“Spine-Steel”: The Future of the Construction Industry?

AUC student, Mohamed Mostafa, and his construction engineering thesis team, found a way to change the world of construction and serve humanity.

More often than not, we find ourselves amidst heated conversations with parents, friends, or colleagues, in a flailing attempt to impose a change. This was not the case with Mohamed Mostafa, a graduating senior at AUC majoring in Construction Engineering and minoring in Business Administration.

By the mere age of 22, Mostafa had already found himself with a patent that could potentially change the world of construction engineering. What had started as a thesis project aiming to successfully minimize the cost of iron, turned into a project that could serve humanity.

Mostafa had found a way for construction engineers to bend iron in a braid-like structure, as a way to protect buildings during earthquakes or explosions. Their thesis team is now having their work reviewed with the huge possibility that they could take part in theTransportation Research Board (TRB) conference in Washington.

“I initially wanted to find a way to make iron more profitable but this led me to the concept of ductility; for instance, how a bridge is made. This is used in earthquakes or any sort of strong movement. It helps the structure remain steady and ductile,” said Mostafa.

Mostafa explained that such a discovery could protect embassies or government and military buildings that can be targeted.

He began discussing his ideas with professors over winter break in an attempt to find a lead to pursue and begin his research. Naturally, professors were skeptical of his work. “If we speak to an engineer or a professor about our new ideas, they will call us crazy, because it is not the traditional idea,” said Mostafa jokingly.

Throughout the course of the project, “ If one of the professors had heard about it, they would say I didn’t learn anything in my five years of education,” said Mostafa.

Nevertheless, he ceaselessly pursued his ideas until he found a starting point for his research. Some of the professors that must be mentioned are, “Dr. Mohamed Naguib, Professor of Materials, Dr. Ezz, Structure Professor, and Dr. Darwish, a mentor to the team.”

Some of the challenges came when Mostafa did not have the equipment he needed. The grip; an item necessary for the particular tests he wanted to do, cost 60,000 pounds. Seeking refuge in Cairo University, he found the equipment necessary for his research. One of the bigger problems they faced was trying to prove that iron, in a braid-like form, could prove to be more ductile than straight iron.

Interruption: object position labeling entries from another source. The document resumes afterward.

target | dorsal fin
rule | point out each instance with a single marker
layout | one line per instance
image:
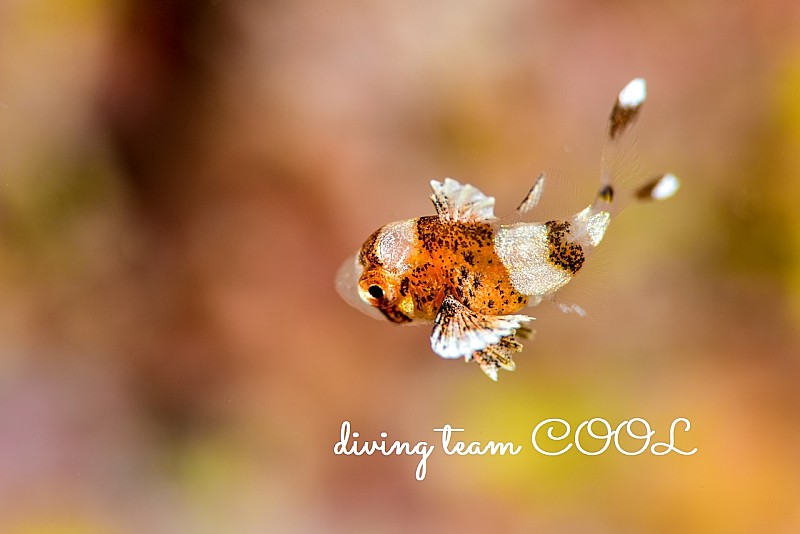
(464, 203)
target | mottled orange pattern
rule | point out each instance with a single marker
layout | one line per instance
(452, 257)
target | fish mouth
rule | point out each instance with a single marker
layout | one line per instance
(394, 314)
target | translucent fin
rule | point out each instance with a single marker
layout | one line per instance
(533, 197)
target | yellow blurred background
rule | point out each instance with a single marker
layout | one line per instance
(180, 181)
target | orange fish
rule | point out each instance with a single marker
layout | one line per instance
(469, 273)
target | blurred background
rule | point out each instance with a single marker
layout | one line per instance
(180, 181)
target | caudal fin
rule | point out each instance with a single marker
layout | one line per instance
(589, 225)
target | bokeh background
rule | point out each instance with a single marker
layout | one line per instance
(180, 180)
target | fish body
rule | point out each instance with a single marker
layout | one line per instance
(470, 273)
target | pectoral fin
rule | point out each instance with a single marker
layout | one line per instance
(490, 340)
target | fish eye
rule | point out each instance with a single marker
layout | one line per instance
(375, 291)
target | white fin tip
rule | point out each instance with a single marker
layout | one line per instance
(667, 186)
(633, 94)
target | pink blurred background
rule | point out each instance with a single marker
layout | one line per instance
(179, 182)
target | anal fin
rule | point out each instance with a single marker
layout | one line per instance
(489, 340)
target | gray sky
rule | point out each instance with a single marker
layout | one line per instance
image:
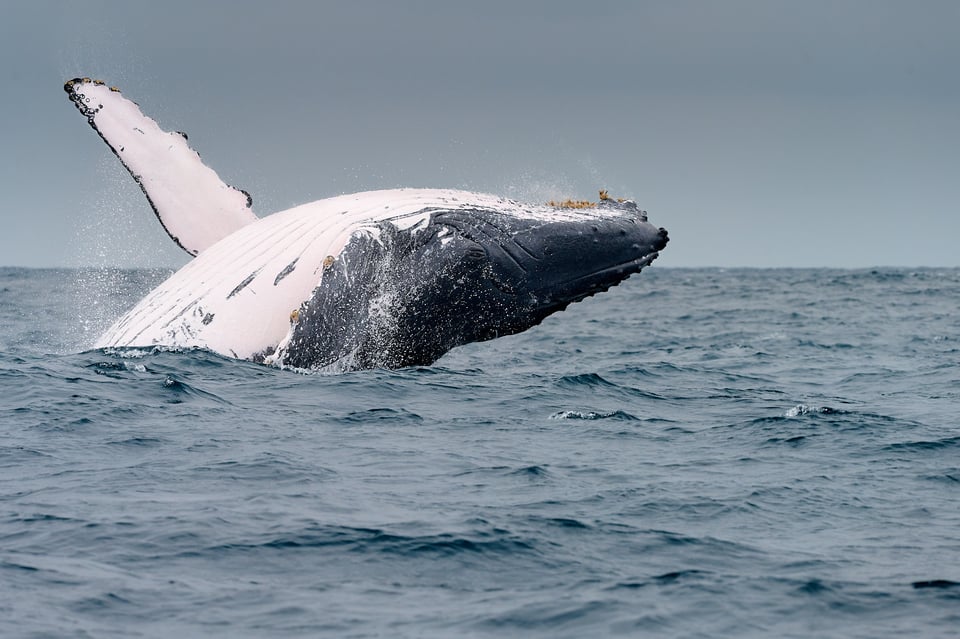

When beginning the ‘physical research’ aspect of his thesis, Mostafa was met with cynicism from the lab professor. “The lab manager was quite depressing from the beginning. When I told him that failure is the beginning of success, he told me ‘no, the beginning of failure is more failure,’” said Mostafa sadly.

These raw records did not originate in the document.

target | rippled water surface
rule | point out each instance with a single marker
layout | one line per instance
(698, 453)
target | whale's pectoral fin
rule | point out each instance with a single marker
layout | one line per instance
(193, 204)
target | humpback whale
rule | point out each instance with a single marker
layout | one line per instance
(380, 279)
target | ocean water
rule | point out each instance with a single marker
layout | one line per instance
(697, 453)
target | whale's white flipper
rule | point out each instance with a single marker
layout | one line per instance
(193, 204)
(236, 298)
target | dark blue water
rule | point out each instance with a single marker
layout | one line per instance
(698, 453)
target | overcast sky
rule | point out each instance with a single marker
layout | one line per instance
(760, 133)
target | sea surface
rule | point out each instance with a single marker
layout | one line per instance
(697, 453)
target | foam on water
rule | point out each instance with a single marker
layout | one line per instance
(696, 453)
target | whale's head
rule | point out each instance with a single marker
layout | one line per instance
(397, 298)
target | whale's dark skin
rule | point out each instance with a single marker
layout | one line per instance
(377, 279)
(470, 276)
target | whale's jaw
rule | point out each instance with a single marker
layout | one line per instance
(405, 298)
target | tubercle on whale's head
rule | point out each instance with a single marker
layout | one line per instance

 As per engineers,the idea of iron being twisted means that this iron can no longer be used in concrete.It’s like breaking someone’s bones and telling them to bend their arm. I called this ‘Spine-Steel’; and this is the name of my thesis.

“Spine- Steel” was solidified as more than just a concept. It had become a reality. Mostafa’s team; Hatem Sabry, Hosam Okasha, Hassan Dorgham, and Omar Bassiouni helped this dream become a reality.

“The memories we made during the days of the project are close to my heart. Until now, we are friends. The WhatsApp group for thesis one is still active and hopefully we will be doing thesis two together.The first pictures and the even the first fights are all memorable,” said Mostafa with a smile.

Mostafa’s advice to students starting their thesis is,“try, try, try, try. As Egyptians, we have so much potential. When we have an open track, we have the potential to succeed. It is our surrounding that makes us doubt ourselves.”